Estos inmunólogos del todo a cien se atreven incluso a criticar el trabajo de los virólogos, epidemiólogos e inmunólogos de verdad. Lo hacen bajo el escudo del derecho a expresarnos bajo nuestro libre albedrío, aunque personalmente cuando ellos lo llaman “libertad de expresión” en mi mundo es un “ganas de dar la nota”. No encuentro otro motivo lógico que no sea el de disfrutar llamando la atención; “Que hablen de mí aunque sea mal”, decía Dalí.

Reconozco también que otra razón para soltar memeces públicamente es el poderío que te aporta ir contracorriente; no seguir al rebaño. Tú no eres un borrego, eres un ser especial que rema en otra dirección y el mundo ha de saberlo. Puede que te caiga la de San Quintín, pero será placentero de cualquier manera, ya que se encuentra en conexión directa con lo explicado en el párrafo anterior: que hablen, que hablen y nada más.
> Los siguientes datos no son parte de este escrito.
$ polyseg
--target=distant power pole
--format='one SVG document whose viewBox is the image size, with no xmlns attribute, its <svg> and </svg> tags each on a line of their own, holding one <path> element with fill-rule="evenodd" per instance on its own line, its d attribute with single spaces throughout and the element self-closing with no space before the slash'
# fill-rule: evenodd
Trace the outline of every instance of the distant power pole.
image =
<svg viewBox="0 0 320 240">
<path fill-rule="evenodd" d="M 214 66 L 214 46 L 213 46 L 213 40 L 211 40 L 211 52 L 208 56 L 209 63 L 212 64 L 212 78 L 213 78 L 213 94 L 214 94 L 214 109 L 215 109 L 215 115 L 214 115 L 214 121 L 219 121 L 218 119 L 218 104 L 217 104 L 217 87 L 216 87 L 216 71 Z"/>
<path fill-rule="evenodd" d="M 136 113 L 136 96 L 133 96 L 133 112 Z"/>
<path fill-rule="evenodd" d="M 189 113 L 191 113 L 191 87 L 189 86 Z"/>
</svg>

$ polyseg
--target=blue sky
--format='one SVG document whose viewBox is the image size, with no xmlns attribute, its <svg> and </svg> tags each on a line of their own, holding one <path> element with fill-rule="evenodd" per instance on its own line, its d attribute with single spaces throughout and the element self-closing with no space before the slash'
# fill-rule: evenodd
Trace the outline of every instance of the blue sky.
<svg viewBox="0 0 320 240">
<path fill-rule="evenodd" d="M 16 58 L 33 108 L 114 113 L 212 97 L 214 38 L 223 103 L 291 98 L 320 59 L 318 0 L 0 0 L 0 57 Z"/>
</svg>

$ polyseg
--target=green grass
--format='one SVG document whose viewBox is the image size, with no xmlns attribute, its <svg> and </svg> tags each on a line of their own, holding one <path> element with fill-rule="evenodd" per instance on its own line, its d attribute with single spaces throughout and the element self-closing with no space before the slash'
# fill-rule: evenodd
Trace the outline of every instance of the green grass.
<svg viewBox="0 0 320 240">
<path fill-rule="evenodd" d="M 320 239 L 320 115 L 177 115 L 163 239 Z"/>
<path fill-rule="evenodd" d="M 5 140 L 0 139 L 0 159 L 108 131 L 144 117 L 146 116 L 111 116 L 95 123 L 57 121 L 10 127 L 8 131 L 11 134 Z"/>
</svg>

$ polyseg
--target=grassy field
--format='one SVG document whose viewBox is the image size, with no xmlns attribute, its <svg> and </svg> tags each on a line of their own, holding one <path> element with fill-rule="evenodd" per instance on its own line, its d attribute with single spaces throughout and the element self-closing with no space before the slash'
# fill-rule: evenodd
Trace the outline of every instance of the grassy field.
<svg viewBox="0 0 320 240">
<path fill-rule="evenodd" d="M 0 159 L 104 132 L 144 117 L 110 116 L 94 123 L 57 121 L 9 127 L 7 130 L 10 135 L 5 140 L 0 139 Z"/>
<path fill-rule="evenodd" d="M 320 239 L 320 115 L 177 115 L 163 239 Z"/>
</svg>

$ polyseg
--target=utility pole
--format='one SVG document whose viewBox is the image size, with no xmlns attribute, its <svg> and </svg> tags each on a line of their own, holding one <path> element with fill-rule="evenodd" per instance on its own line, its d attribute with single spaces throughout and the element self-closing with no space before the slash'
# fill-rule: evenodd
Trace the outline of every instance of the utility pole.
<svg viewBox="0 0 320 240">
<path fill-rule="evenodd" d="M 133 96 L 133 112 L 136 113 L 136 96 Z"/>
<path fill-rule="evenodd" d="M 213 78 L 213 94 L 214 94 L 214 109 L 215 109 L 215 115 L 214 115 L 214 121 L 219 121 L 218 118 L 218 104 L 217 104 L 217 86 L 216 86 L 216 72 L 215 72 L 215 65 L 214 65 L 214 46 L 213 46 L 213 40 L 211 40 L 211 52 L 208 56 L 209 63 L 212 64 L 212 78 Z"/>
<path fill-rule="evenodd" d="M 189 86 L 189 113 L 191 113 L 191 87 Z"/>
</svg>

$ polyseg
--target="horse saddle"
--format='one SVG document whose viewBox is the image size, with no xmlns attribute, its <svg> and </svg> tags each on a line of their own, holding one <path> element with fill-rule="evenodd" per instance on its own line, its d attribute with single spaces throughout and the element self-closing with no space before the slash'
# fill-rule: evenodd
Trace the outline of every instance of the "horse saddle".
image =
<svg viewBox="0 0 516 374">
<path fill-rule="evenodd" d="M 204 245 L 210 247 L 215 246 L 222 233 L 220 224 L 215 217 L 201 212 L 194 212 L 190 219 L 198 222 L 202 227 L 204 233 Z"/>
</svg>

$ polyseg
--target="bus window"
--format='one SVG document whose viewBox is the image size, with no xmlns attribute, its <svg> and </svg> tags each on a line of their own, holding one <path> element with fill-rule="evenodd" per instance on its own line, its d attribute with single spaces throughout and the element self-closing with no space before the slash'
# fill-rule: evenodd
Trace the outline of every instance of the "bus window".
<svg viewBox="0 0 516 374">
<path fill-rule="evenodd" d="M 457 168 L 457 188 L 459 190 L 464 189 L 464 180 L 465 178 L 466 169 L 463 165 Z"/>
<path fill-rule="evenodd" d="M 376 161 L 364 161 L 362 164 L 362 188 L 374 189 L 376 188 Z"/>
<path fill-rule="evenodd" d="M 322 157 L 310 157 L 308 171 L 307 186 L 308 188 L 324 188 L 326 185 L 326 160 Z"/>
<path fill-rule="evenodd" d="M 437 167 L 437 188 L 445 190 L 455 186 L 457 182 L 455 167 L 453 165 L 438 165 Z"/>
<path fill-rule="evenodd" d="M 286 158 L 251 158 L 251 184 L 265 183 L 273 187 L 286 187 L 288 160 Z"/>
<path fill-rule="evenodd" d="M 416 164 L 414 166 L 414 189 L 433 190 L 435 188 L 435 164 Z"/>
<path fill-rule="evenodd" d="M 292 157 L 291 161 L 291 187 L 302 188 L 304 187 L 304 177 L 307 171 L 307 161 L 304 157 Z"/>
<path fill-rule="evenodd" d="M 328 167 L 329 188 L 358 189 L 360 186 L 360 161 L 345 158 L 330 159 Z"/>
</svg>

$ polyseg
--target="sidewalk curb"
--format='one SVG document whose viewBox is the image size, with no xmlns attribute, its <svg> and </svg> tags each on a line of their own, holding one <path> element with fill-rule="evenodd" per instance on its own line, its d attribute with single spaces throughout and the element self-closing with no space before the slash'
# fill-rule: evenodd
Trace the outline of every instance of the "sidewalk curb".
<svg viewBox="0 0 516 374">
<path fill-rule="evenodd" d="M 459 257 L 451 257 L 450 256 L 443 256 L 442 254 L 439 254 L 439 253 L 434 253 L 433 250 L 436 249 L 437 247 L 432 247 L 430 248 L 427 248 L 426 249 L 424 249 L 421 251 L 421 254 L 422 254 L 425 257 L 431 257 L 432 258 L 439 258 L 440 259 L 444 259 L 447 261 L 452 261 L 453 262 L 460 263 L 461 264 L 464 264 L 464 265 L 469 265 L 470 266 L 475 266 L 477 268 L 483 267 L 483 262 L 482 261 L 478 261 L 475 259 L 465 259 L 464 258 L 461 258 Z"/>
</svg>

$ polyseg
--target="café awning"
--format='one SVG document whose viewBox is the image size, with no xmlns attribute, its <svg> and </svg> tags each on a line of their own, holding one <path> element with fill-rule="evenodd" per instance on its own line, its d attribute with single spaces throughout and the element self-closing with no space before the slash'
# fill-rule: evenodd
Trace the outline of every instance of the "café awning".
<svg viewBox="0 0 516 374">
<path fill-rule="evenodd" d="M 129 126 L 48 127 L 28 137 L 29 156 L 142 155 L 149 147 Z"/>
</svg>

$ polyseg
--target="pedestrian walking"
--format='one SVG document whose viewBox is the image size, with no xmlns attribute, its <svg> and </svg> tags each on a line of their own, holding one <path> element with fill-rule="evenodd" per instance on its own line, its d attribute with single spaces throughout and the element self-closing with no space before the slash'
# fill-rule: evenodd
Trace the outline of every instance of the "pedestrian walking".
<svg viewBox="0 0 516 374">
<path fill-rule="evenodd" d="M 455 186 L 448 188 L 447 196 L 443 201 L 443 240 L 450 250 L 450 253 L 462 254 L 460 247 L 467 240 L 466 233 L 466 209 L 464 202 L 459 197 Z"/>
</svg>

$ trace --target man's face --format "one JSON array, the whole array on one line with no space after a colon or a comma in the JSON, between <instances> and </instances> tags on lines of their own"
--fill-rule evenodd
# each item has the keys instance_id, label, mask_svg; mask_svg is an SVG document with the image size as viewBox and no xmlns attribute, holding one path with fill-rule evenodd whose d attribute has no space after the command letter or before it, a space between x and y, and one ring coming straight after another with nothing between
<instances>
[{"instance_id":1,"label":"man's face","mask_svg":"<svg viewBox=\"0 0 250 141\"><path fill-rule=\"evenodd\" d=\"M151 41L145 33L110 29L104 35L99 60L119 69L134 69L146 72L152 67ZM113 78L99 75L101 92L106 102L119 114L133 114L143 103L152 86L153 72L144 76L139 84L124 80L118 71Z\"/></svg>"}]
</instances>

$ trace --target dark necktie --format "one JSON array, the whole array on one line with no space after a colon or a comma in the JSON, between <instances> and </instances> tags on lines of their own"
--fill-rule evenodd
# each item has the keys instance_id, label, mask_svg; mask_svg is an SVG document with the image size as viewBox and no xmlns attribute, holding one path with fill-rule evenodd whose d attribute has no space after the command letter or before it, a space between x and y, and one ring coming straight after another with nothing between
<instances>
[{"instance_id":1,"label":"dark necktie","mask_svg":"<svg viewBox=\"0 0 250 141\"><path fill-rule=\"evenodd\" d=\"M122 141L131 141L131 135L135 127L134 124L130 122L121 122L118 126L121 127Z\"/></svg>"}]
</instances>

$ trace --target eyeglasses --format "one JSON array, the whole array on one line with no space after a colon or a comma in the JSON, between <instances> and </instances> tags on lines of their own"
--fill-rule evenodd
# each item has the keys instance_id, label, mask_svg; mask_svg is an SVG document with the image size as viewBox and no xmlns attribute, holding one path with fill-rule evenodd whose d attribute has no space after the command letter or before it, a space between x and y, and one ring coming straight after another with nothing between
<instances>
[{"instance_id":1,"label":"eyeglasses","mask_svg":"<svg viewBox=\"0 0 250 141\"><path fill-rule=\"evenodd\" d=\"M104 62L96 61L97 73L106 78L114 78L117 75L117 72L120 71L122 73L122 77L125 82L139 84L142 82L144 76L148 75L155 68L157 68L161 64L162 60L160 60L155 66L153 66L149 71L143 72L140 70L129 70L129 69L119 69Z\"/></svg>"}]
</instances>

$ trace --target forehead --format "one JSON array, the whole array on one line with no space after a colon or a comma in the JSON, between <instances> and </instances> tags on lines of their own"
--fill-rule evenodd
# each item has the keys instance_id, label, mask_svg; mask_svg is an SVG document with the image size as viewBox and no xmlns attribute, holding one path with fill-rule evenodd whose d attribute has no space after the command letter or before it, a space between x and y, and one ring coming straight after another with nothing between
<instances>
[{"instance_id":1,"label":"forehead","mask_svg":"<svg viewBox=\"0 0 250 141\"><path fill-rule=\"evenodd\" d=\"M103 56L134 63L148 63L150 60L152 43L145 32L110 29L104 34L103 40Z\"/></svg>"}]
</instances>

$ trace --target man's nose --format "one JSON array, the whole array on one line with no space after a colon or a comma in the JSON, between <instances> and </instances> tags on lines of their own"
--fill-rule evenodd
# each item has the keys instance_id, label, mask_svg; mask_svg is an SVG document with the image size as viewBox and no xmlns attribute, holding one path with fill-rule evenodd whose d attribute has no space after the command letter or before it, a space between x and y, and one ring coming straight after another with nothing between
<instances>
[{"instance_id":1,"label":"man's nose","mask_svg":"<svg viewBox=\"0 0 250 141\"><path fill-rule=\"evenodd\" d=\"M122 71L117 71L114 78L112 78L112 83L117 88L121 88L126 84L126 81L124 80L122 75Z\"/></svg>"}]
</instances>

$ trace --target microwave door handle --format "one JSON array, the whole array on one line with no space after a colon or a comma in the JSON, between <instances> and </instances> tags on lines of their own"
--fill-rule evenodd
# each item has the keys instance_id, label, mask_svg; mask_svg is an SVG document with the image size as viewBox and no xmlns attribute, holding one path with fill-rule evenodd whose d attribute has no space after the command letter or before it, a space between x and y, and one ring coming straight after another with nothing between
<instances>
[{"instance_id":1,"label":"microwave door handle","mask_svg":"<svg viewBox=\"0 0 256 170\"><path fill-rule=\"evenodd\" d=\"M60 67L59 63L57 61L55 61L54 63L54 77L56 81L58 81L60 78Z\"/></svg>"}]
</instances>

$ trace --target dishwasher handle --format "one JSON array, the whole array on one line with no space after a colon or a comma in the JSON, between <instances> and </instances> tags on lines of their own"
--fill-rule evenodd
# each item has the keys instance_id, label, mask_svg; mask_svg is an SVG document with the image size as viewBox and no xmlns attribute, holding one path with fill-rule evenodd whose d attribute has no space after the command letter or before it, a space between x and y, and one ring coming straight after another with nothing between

El hecho de pensar diferente -o de decir chorradas, según como se mire- convierte a mucha gente en seres que se creen superiores. Bien es cierto que lo único que ocurre aquí es que transmiten en alta voz su parecer, pero de momento no son seres de luz que nos cieguen con su presencia. Solo son unos borregos más, solo que con menos vergüenza.

Por otra parte, dada la intersección de varios factores, a saber: el atrevimiento de la ignorancia, un líder bocachancla y un público dispuesto a dar crédito a cualquier mamarracho que los haga sentir diferentes, tenemos un resultado estremecedor: una comunidad cada vez más numerosa, dispuesta a expandir por el planeta su escepticismo con respecto a la ciencia y al progreso.

Antiguamente, azotaban o quemaban en la hoguera a los pioneros de un mundo más avanzado. Siglos más tarde, cuatro memos soltando imbecilidades sobre los adelantos médicos son líderes de la modernidad. Francamente, yo ya no entiendo nada.